Toraja Culture

Tradisi Ma’Lettoan

September 14, 2024 | by torajaculture.com

Tradisi Ma’Lettoan

Pendahuluan

Toraja Culture – Masyarakat Toraja memiliki adat yang unik dan menarik yang disebut tradisi Ma’Lettoan atau Lettoan. Seringkali, acara ini berlangsung sekitar Hari Bersyukur atau hari libur besar lainnya seperti Natal. Orang Toraja dikenal karena banyaknya adat dan upacara mereka. Mereka tetap berpegang pada tradisi dan cara hidup yang diajarkan oleh nenek moyang mereka sejak lama.
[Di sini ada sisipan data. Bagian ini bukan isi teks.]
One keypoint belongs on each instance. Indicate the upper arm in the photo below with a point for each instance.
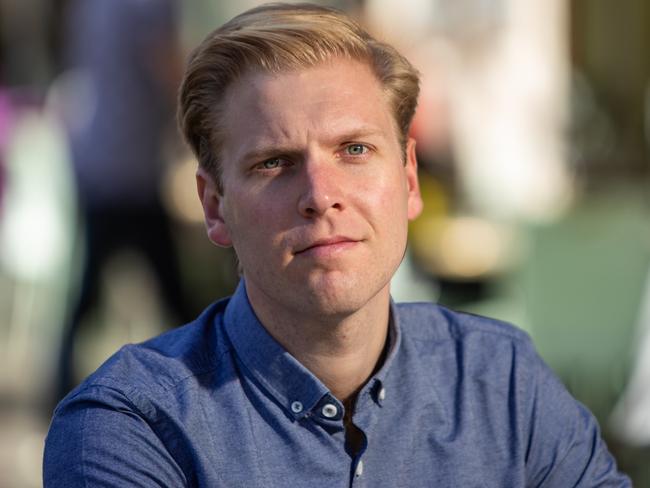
(565, 448)
(99, 438)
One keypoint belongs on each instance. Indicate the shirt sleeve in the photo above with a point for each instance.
(565, 448)
(98, 438)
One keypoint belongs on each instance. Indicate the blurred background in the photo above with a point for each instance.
(533, 133)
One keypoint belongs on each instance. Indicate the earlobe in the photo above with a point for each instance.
(212, 202)
(414, 198)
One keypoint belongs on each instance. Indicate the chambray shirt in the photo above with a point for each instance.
(460, 401)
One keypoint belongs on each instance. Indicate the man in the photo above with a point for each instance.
(309, 375)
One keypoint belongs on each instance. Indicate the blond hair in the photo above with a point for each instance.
(275, 38)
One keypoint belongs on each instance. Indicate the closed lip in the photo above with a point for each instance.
(328, 241)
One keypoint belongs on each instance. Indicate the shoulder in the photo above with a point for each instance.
(156, 368)
(435, 323)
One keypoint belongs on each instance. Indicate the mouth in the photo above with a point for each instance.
(327, 246)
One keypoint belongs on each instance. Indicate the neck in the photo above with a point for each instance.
(343, 350)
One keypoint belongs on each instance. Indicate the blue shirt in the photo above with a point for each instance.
(460, 401)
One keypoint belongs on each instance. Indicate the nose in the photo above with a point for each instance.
(322, 189)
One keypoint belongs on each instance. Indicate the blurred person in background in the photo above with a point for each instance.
(310, 375)
(124, 66)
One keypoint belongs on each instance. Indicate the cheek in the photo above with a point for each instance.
(255, 221)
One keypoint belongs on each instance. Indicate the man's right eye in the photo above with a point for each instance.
(271, 163)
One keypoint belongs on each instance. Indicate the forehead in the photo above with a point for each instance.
(318, 104)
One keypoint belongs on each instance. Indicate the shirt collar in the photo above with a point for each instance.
(292, 385)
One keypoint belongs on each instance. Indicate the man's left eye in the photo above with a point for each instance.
(356, 149)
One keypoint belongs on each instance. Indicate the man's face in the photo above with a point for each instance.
(316, 194)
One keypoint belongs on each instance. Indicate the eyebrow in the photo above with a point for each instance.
(266, 151)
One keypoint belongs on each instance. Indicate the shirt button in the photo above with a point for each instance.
(382, 394)
(329, 410)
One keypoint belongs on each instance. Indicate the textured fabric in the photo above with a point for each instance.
(460, 401)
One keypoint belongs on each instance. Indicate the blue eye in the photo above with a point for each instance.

Salah satu adat yang paling terkenal adalah upacara Rambu’ Solo, yang merupakan cara untuk menghormati seseorang yang telah meninggal. Selain upacara Rambu’ Solo, ada acara lain yang disebut upacara Rambu’ Tuka yang tidak kalah menarik.
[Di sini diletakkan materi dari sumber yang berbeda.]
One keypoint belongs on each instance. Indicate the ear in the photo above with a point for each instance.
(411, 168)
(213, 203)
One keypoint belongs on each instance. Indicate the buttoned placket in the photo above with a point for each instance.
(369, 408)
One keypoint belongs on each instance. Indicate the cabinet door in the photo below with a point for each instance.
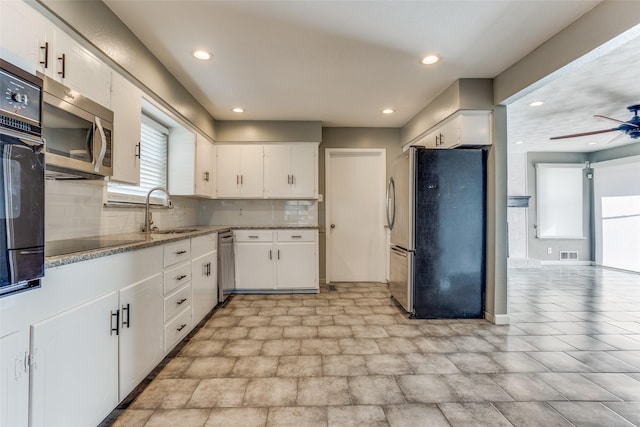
(255, 266)
(14, 379)
(22, 31)
(205, 177)
(228, 171)
(296, 266)
(277, 171)
(141, 331)
(449, 134)
(126, 101)
(251, 171)
(204, 281)
(304, 171)
(82, 71)
(74, 380)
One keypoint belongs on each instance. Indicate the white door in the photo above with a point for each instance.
(303, 170)
(251, 171)
(228, 171)
(355, 187)
(296, 267)
(277, 171)
(255, 263)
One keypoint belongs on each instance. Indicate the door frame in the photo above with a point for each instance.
(381, 153)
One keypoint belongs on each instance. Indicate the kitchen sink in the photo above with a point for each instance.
(175, 231)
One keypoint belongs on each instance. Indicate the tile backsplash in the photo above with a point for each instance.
(76, 209)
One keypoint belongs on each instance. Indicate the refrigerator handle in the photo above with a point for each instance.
(391, 190)
(400, 252)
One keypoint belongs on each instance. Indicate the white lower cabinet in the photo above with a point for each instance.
(141, 331)
(204, 275)
(14, 379)
(74, 376)
(283, 260)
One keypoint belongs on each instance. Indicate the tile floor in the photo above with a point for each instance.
(571, 356)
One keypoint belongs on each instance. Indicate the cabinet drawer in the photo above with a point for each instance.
(176, 252)
(177, 276)
(177, 301)
(253, 235)
(204, 244)
(296, 235)
(177, 329)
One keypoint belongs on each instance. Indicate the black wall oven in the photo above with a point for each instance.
(22, 170)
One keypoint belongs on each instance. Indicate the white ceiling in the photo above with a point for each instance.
(339, 62)
(342, 62)
(605, 82)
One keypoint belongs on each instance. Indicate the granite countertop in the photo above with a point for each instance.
(125, 242)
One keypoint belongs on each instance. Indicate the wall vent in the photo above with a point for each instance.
(569, 255)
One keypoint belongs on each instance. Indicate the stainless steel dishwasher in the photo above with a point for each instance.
(226, 266)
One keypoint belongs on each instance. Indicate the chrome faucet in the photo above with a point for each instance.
(147, 209)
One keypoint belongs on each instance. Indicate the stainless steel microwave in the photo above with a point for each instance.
(77, 133)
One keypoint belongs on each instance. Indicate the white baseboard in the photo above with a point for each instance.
(497, 319)
(558, 262)
(523, 263)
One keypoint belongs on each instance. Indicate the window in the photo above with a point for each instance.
(153, 166)
(559, 193)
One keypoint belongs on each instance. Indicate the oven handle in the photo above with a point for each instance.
(32, 141)
(103, 145)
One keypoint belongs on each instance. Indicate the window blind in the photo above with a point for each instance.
(153, 166)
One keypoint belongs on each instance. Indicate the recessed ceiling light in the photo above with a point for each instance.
(202, 54)
(430, 59)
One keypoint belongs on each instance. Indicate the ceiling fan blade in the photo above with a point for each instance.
(576, 135)
(609, 118)
(617, 138)
(616, 120)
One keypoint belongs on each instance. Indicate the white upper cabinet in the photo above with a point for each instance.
(290, 171)
(240, 171)
(205, 174)
(30, 36)
(126, 101)
(191, 164)
(464, 128)
(75, 67)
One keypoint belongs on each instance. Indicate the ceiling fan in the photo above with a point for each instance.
(630, 127)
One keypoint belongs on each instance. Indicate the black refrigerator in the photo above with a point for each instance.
(436, 203)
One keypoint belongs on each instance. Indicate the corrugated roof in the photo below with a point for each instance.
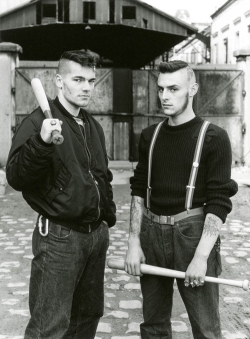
(224, 6)
(168, 16)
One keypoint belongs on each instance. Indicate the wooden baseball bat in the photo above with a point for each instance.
(148, 269)
(40, 95)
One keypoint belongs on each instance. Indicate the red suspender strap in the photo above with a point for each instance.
(151, 148)
(195, 167)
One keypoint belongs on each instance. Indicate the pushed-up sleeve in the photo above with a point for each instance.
(29, 157)
(139, 180)
(220, 186)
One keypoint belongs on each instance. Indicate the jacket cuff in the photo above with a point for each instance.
(40, 141)
(138, 193)
(219, 211)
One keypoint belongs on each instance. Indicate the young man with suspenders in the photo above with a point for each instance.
(180, 198)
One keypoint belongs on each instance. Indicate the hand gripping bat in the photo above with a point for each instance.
(148, 269)
(40, 95)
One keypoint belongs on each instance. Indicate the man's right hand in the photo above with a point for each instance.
(135, 257)
(48, 126)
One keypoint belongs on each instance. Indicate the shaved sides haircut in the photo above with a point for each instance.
(176, 65)
(84, 58)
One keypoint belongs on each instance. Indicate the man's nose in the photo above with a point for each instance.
(85, 86)
(165, 94)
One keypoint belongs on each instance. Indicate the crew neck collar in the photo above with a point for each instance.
(184, 126)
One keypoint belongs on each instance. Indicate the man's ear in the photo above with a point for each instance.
(193, 89)
(59, 81)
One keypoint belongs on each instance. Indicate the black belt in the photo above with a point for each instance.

Sementara upacara Rambu’ Solo adalah cara untuk mengucapkan selamat tinggal, upacara Rambu’ Tuka adalah cara untuk mengucapkan terima kasih. Ada Tradisi Ma’lettoan yang merupakan bagian dari Upacara Rambu Tuka. Pawai rumah tradisional Tongkonan dengan babi di dalamnya adalah salah satu adat yang paling menarik. Ini dimaksudkan sebagai cara untuk menunjukkan rasa terima kasih dan persaudaraan.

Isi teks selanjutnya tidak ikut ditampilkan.